Tosiek przyglądał się temu z wysokiego drzewa.  

Przez wakacje szymbarczanie zżyli się z dziećmi z Zagórzan. Jesienią wszystkie dzieci zostały adoptowane a Dom Dziecka został na jakiś czas zamknięty. 

O Tośku usłyszał Maciej Zimiński, mój nauczyciel. Był wtedy szefem telewizyjnej redakcji programów dziecięcych. To on wymyślił ,,Niewidzialną rękę". Wysłał do Gorlic dziennikarza, żeby zrobił materiał o Tośku - jedynym odtajnionym uczestniku w dwudziestopięcioletniej historii Niewidzialnej Ręki.
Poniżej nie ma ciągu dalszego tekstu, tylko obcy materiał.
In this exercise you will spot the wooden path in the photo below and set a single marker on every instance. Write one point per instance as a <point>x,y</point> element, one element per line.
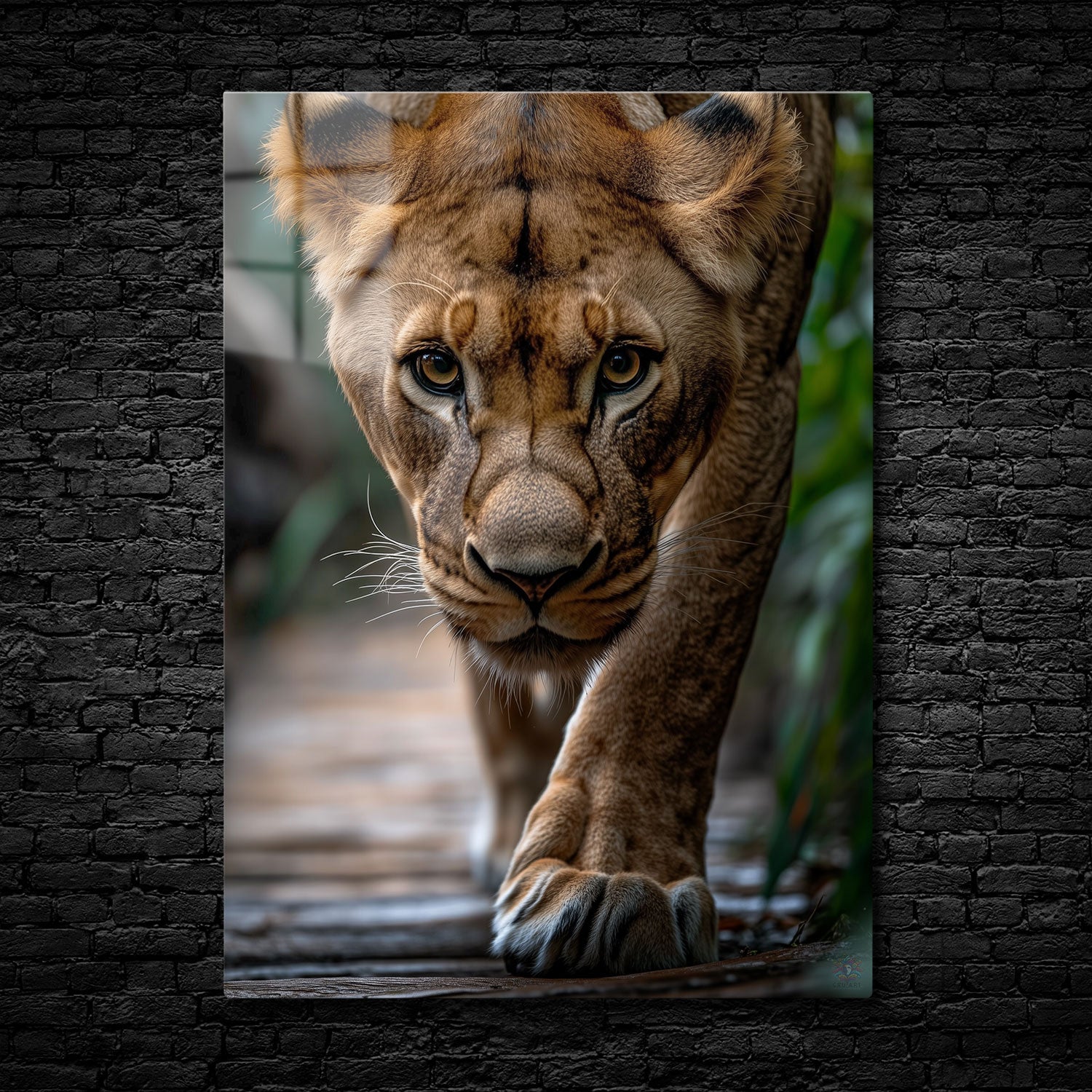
<point>352,791</point>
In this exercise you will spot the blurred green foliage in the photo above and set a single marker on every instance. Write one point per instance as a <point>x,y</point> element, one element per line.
<point>819,609</point>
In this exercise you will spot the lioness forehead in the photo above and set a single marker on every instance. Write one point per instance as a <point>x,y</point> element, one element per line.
<point>524,231</point>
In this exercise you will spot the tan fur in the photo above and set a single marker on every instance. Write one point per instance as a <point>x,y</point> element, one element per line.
<point>528,234</point>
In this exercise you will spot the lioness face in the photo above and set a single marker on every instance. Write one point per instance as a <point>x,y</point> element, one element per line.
<point>537,366</point>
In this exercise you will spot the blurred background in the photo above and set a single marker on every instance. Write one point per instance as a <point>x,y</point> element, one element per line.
<point>352,784</point>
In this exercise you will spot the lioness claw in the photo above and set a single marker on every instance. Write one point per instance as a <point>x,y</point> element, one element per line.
<point>554,919</point>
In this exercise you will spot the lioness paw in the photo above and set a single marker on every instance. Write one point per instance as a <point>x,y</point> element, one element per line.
<point>556,919</point>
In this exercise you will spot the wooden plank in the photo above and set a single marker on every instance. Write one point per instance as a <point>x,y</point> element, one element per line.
<point>749,976</point>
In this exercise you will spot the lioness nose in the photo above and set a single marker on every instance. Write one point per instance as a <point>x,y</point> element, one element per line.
<point>537,587</point>
<point>533,585</point>
<point>531,533</point>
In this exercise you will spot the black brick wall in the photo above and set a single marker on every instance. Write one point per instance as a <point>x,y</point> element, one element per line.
<point>109,839</point>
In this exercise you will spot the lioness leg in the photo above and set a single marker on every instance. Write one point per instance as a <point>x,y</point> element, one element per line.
<point>519,736</point>
<point>609,874</point>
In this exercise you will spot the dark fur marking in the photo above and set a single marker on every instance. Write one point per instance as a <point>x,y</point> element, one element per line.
<point>720,118</point>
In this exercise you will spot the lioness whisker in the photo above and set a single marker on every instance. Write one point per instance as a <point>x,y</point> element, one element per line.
<point>416,284</point>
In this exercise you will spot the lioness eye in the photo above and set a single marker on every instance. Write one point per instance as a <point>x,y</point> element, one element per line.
<point>437,371</point>
<point>624,367</point>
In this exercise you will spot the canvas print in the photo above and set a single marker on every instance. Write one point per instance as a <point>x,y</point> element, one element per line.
<point>548,531</point>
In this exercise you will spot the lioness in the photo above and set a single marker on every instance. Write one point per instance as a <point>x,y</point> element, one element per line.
<point>567,325</point>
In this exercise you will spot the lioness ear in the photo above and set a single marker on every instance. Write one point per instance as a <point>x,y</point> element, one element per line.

Kiedy dziennikarz dzwonił do drzwi, Tosiek poprosił matkę, by ta zwlekała z otwarciem. Zeszli się sąsiedzi. Radzili dziennikarzowi, by napiętnował ,,tę patologię". Tosiek otworzył, dziennikarz włączył kamerę i powiedział tak: przed państwem Tosiek, bohater. 

 
Wiele lat później do Antoniego zadzwonił telefon. Pan Wojciech, rówieśnik Antoniego opowiedział o swojej rodzinie - o żonie, dzieciach, o ukończonej Politechnice, o tym jak lubią spędzać wakacje.  

- Byłem jednym z nich - powiedział: - Pan mi, Tośku, życie uratował. 


Dlaczego opowiadam tę historię? Ażeby upewnić Was, że drobne gesty życzliwości naprawdę zmienią świat.  

Bo gdyby ktoś nie zgrabił liści, a nasz bohater nie zobaczyłby tego w telewizji, to być może nie napisałby listów. Gdyby nie napisał listów, dzieci z Szymbarku nie miałyby wakacji, nie zostałyby pokochane, a pan Wojciech nie skończyłby Politechniki. 

Tak sobie też myślę, że skoro jedenastolatek mógł odmieć życie czterdzieściorga dzieci, to co dopiero moglibyście zrobić Wy?